There's no real point to doing unbuffered reads.
ProTop's ioResponse metric is in milliseconds.
A SAN is bad for reads because the data is at the wrong end of a cable. The only way to get around the physics of that cable (and the inevitable latency thereof) is to eliminate the cable and use *internal* storage. The best option today is some sort of PCIe SSD option -- that's where those numbers Paul shared with io response of 0.1ms come from. (That system has a FusionIO PCIe card in it). The second best option is a plain old SSD sitting in a drive bay.
A long time ago rotating rust was very slow, physically large, of limited capacity and they were expensive. You could only put so much capacity inside a server. In those days the added latency from being at the wrong end of a cable was outweighed by being able to spread the IO across many devices as well as by the fact that the latency was a *much* smaller proportion of the overall IO operation. So SANs were the best that we could do for a while.
In today's world a *cheap* SSD can do 200,000 IO ops per second. If those IO ops are at the other end of a cable the overwhelming majority of the time that it takes to get a response is the the latency going across that cable (and through the various disk adapter layers and other shenanigans inside the SAN...) That cheap SSD is also probably more than big enough to hold your database.
It does not help to have SSD inside your SAN. That is the wrong place for it and it does not suddenly make your random IO 100x faster. Basically all that does is transfer a large sum of money from your company to the SAN vendor. For database workloads fancy tiered storage is sometimes slightly faster than less fancy SANs. *Slightly* faster. Sometimes.
Database read operations are *random*. So it doesn't help to be able to stream sequential data over that cable at gigabits per second -- which is what your network guy probably pays attention to. Copying a file is a streaming sort of operation -- you pay for the latency *once*, with the first block. So it doesn't matter. But with random access you pay for the latency with each and every operation.
If you have a database that is constrained by IO (IOW you have already tuned -B and you have reasonably well written queries) the simplest and most cost effective thing that you can do to improve performance is to put the db on an *internal* SSD. It's the closest thing to magic that your users are likely to ever see.

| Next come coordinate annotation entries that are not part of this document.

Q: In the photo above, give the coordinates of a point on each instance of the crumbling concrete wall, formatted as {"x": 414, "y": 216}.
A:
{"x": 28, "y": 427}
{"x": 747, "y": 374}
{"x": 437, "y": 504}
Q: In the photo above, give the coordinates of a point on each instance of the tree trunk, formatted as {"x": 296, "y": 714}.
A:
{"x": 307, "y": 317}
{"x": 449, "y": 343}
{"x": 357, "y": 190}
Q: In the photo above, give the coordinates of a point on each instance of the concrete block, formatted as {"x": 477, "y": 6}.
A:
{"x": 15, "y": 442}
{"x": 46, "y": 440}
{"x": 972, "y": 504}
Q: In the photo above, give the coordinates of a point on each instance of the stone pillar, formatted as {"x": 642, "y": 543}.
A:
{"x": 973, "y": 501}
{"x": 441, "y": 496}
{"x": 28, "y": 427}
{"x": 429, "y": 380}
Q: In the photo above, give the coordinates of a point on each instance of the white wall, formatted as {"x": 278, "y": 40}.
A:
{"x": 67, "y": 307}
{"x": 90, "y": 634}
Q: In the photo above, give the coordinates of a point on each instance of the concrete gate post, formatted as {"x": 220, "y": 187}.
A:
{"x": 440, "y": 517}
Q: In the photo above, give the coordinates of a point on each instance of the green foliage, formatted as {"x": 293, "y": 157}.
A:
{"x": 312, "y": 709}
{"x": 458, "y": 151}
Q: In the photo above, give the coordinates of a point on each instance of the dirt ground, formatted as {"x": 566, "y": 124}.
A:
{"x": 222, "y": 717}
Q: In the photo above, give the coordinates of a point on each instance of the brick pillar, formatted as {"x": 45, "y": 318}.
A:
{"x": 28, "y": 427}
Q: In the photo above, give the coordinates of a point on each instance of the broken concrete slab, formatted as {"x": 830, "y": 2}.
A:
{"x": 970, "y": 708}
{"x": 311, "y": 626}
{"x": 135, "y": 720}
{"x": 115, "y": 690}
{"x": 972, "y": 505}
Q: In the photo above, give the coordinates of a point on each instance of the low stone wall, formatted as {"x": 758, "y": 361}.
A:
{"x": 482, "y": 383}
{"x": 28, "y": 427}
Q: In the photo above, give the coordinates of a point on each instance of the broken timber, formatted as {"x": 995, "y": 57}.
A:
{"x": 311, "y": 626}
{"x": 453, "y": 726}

And of course we all know that using Filesystem storage for a database is as bad as using a database for filesystem storage. Don't we?
"filesystem" per se isn't really the issue -- raw devices are a thing of the past so everything is on a "filesystem" of some sort. Mike probably meant to say "file storage". Auto-correct must have jumped in and ambushed him ;)
The issue is that general purpose file storage can be reasonably implemented on devices that are sometimes called "file servers" and which a certain vendor of very poorly performing devices refers to as "filers". These are "file oriented" use cases. The primary goal of optimization on these devices is usually to minimize cost. The first victim of cost optimization is performance. The next victim is reliability. Thus such devices are anathema to databases.
Databases need filesystems that are on devices that are optimized for random reads and synchronous, unbuffered writes. These are sometimes referred to as "block oriented" devices.